Laut Prognosen werde in den kommenden Jahren weltweit ein steigender Bedarf an tierischen Produkten vorherrschen und damit würden vermehrt immer gefährlichere Pandemien auftauchen, betont Tuider die erschreckenden Zusammenhänge. Gleichzeitig töteten multiresistente Keime im Zusammenhang mit aktueller Tierhaltung viele Millionen Menschen. Denn statt zur Heilung menschlicher Erkrankungen würde der Großteil der Antibiotika in der Tierzucht eingesetzt, um die dort vorherrschenden schlechten Bedingungen auszugleichen und zudem die Nebenwirkung von beschleunigtem Wachstum in Kauf zu nehmen. Laut ProVeg ist die Lösung, die Tierhaltung zu beenden und eine Ernährungswende hin zu praktikablen Lösungen auf der Basis pflanzlicher und fermentierter Produkte zu erreichen. 

„Was müssen wir also tun? Wir müssen alternative Produkte beispielsweise zum Steak finden und die Tierhaltung, die das Problem darstellt, aus dem Rennen bringen. Alternativen können pflanzenbasiert sein oder durch Fermentationsverfahren hergestellt werden.

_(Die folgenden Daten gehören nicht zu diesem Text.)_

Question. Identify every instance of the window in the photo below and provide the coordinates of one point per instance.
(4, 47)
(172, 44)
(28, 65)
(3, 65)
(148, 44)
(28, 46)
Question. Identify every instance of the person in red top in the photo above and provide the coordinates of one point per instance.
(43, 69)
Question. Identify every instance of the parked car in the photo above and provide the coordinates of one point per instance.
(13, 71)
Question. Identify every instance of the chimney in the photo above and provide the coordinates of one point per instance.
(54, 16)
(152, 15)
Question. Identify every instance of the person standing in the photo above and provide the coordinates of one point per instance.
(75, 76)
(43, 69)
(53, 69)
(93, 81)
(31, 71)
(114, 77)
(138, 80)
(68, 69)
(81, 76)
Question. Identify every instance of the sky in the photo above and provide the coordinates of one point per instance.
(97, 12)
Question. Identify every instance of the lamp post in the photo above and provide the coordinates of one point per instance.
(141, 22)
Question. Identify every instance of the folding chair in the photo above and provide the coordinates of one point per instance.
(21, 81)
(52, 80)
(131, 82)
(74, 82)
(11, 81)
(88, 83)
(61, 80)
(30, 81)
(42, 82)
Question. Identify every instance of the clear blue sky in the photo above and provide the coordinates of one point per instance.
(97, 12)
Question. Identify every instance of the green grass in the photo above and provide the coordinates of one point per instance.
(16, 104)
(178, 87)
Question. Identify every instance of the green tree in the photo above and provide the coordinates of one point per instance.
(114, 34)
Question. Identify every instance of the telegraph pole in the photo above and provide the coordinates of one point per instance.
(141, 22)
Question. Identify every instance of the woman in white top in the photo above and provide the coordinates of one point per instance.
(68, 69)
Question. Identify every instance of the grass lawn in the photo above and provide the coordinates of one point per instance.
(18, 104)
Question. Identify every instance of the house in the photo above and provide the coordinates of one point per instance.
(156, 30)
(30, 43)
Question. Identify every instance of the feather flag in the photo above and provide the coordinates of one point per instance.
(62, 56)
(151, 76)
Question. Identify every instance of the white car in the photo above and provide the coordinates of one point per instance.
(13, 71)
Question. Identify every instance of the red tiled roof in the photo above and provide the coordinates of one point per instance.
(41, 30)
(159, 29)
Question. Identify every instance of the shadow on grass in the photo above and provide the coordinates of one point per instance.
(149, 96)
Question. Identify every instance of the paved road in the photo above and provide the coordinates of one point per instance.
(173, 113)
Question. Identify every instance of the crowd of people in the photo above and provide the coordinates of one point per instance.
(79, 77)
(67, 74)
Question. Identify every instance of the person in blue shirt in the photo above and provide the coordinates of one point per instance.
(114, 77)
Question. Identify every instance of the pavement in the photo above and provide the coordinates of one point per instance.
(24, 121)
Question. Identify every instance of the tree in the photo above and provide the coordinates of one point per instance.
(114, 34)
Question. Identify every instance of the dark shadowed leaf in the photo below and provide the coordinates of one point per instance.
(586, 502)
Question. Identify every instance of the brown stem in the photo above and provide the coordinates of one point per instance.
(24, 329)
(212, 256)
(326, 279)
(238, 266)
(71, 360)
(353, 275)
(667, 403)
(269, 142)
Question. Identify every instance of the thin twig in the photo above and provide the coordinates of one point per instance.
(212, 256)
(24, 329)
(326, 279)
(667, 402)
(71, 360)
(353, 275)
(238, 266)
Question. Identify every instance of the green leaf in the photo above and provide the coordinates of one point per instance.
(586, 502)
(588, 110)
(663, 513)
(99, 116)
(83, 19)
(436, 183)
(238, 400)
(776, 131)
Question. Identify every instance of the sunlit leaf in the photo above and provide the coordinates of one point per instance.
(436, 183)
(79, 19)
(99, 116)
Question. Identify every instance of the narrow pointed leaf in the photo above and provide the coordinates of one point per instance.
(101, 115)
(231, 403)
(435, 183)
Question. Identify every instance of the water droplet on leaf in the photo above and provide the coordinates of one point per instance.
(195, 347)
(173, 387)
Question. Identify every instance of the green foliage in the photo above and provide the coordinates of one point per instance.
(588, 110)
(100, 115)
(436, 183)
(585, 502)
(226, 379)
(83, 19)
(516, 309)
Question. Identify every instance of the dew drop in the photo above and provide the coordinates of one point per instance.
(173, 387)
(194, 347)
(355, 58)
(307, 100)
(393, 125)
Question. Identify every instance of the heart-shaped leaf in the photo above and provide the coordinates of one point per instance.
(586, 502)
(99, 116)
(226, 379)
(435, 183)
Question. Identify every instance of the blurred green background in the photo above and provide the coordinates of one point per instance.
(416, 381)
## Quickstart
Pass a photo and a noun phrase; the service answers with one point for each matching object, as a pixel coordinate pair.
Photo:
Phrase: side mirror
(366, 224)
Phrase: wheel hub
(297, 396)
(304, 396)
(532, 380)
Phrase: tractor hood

Das heißt: Tierprodukte ohne Tiere“, so Tuider.  
ProVeg International strebt eine Reduktion des Tierkonsums um 50 Prozent bis zum Jahr 2040 aus verschiedenen Gründen an: dem Klimawandel, der Biodiversitätsverluste, der Ernährungsgerechtigkeitsprobleme und dem Welthunger. Da zu erwarten sei, dass aufstrebende Nationen der Welt nordeuropäischen Ernährungsstandards immer näherkommen und näherkommen wollen, sei davon auszugehen, dass in Zukunft zehn Milliarden Menschen mit tierischen Produkten zu ernähren seien. Die Weidehaltung allein sei daher nicht die Lösung für alle Probleme, auch müssen sich nicht mehr Menschen vegan ernähren. Es werde ein breites Lösungsspektrum gebraucht. Das schließe zum einen die natürliche pflanzliche Ernährung mit ein, aber auch pflanzliche Alternativen zu Tierprodukten als Brückentechnologie. Der Schritt vom Rindersteak zum Sojasteak sei schließlich kleiner und funktioniere einfacher als vom Rindersteak zum Rohveganismus. Sonst habe man das Problem, dass Menschen wieder “rückfällig” werden. Daher brauche der Markt ein breites Spektrum aus zellkultivierten Alternativen und Fermentationsverfahren zur Herstellung tierischer Produktalternativen. Sicherlich könne darin auch eine Weidehaltung in einem sehr anspruchsvollen Sinne einen integralen Bestandteil ausmachen. Aus tierethischen Gesichtspunkten müsse diese aber mit sehr hohen Standards einhergehen, vor allem was das Tierwohl anbetrifft, schließt Tuider seinen Beitrag.  

Das Post-Antibiotische-Zeitalter – Tierarzt Dr. Rupert Ebner 

Dr. Rupert Ebner ist Autor des Buches „Pillen für die Säue“ und bekannt für den Satz „Wir riskieren ein Post-Antibiotisches-Zeitalter“. Dr. Rupert Ebner kritisiert den übermäßigen Einsatz von Antibiotika in der industriellen Tierhaltung. Tiere stünden den Großteil ihres Lebens unter dem Einfluss von Antibiotika. Diese würden quasi als Betriebsmittel herausgegeben, wie Wasser oder Futtermittel. Der Einsatz müsse eingeschränkt werden. Der Nutzen und die Dosis seien bisher nicht ausreichend untersucht. Mehr scheint es, als werde Antibiotika als Wachstumsbeschleuniger eingesetzt. Die Rolle der Tierärzte, die das Antibiotika leichtsinnig rausgeben, sei zudem fragwürdig.   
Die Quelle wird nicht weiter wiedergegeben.